Dois jovens sentados num café, a conversar com um caderno aberto e duas bebidas na mesa.

O café estava suficientemente barulhento para transformar quase todas as conversas num zumbido suave de fundo.

Quase todas, porque havia uma que se destacava. Na mesa ao lado da minha, um homem de blazer azul-marinho falava para o seu encontro, não com ela. “Eu construí isto… eu disse-lhes… eu sempre soube…” A voz dele ocupava cada intervalo, e os “eu” caíam como batidas de tambor. Ela mantinha as mãos à volta da chávena, com um sorriso preso naquela expressão educada de quem está apenas a aguentar. Dava para notar o instante exacto em que, por dentro, ela desligou.

Enquanto ele continuava, comecei a reparar noutras vozes pela sala. A pessoa que faz perguntas. A que fecha todas as frases com “estás a ver o que quero dizer?”. A tímida que pede desculpa por existir. Histórias diferentes - contadas não só pelo que se diz, mas pela forma como as frases são cosidas.

Segundo psicólogos, esse padrão invisível não é aleatório. A linguagem deixa escapar traços da tua personalidade, de forma discreta. Por vezes, mais do que gostarias.

As palavras funcionais que denunciam a linguagem egocêntrica

Há um tipo de palavras que os psicólogos observam com atenção: as palavras funcionais - pronomes, preposições e pequenas ligações que quase ninguém nota conscientemente.

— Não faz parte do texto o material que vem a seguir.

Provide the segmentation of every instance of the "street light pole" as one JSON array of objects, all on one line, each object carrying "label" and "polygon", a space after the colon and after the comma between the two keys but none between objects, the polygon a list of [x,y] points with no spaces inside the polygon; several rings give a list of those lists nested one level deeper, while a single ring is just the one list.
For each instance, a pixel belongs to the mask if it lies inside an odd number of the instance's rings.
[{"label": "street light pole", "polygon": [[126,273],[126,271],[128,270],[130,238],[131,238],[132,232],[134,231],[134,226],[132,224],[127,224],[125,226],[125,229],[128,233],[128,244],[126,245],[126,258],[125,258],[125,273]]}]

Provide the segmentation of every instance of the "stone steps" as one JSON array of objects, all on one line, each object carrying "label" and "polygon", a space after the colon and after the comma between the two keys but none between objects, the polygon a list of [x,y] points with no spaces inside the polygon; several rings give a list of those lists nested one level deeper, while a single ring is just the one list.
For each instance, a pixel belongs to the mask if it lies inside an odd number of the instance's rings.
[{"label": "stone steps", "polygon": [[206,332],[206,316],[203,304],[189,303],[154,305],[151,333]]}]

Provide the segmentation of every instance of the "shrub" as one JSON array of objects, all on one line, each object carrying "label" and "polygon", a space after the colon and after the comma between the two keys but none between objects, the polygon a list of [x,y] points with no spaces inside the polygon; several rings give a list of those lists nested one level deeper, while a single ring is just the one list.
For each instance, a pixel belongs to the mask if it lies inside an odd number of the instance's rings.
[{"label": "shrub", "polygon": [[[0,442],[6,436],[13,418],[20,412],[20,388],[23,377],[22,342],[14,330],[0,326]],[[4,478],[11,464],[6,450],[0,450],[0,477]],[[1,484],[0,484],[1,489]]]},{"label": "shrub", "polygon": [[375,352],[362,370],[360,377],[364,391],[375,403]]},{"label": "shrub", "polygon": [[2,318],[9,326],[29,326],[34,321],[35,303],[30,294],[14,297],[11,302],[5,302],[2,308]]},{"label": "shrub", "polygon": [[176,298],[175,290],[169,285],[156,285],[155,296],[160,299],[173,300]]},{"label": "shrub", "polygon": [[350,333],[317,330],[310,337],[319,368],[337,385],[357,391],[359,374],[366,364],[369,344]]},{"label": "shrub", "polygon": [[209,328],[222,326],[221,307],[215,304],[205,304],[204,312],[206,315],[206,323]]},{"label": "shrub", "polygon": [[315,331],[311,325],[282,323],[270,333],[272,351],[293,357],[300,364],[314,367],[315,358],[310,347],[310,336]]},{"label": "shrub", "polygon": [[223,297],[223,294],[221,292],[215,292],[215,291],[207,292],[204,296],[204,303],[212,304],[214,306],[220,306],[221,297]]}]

No entanto, são frequentemente o primeiro sítio onde os investigadores procuram quando querem ver o que está por trás da máscara. A forma como usas “eu”, “nós”, “tu/você”, “eles” dá pistas sobre como te colocas em relação aos outros.

Em gravações de laboratório e em conversas do dia a dia, pessoas com traços mais egocêntricos tendem a cair em padrões semelhantes. Falam mais de si e menos do que os outros sentem. Mesmo quando relatam algo vivido em conjunto, apresentam o episódio como vitória ou luta pessoal. À superfície, o tema parece normal; mas, por baixo, a gramática vai puxando o foco para elas.

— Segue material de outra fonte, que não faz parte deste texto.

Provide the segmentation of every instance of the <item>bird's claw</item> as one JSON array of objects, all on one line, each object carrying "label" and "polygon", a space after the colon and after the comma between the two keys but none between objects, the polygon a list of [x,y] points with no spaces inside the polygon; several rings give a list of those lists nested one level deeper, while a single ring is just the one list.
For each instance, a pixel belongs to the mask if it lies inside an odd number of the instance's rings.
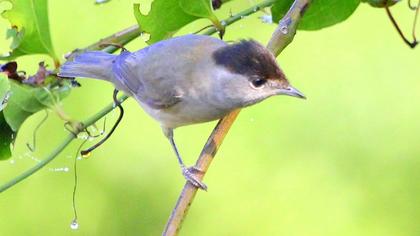
[{"label": "bird's claw", "polygon": [[201,180],[197,177],[197,174],[203,173],[202,170],[198,169],[195,166],[191,167],[183,167],[182,168],[182,175],[184,175],[185,179],[194,185],[197,188],[200,188],[204,191],[207,191],[207,185],[205,185]]}]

Muita gente já passou uma noite com alguém que transforma qualquer assunto num espelho. Dizes que tiveste um dia mau e a pessoa responde com um ainda pior. Confessas cansaço e vem logo a explicação de por que é que ela está exausta. Nem sempre há maldade nisso. Por vezes é só um hábito antigo: colocar a própria experiência no centro. E quando há pressão, esse hábito sobe de volume - aparece no excesso de “eu acho”, no “a minha opinião é…”, e no esquecimento sistemático de perguntar: “E contigo?”

Um estudo bastante conhecido da Universidade do Texas acompanhou padrões de linguagem ao longo de milhares de conversas. As pessoas com pontuações mais elevadas em narcisismo não se limitavam a falar mais sobre si. Usavam “eu” e “mim” de uma forma que as colocava como protagonistas, enquanto os outros ficavam em papel secundário. As frases curvavam-se em torno dos próprios pensamentos, e não do momento partilhado. Até as piadas, muitas vezes, voltavam ao mesmo lugar: a história delas.

E há também aquilo que não aparece. Quem comunica de modo mais egocêntrico usa menos expressões de tomada de perspectiva, como “imagino como isso se terá sentido para ti” ou “como foi isso para ti?”. Em termos linguísticos, não entra nos sapatos do outro. Na psicologia, isto é descrito como baixa empatia cognitiva na alternância de turnos. Em linguagem simples: a conversa fica com pouco espaço para a voz da outra pessoa.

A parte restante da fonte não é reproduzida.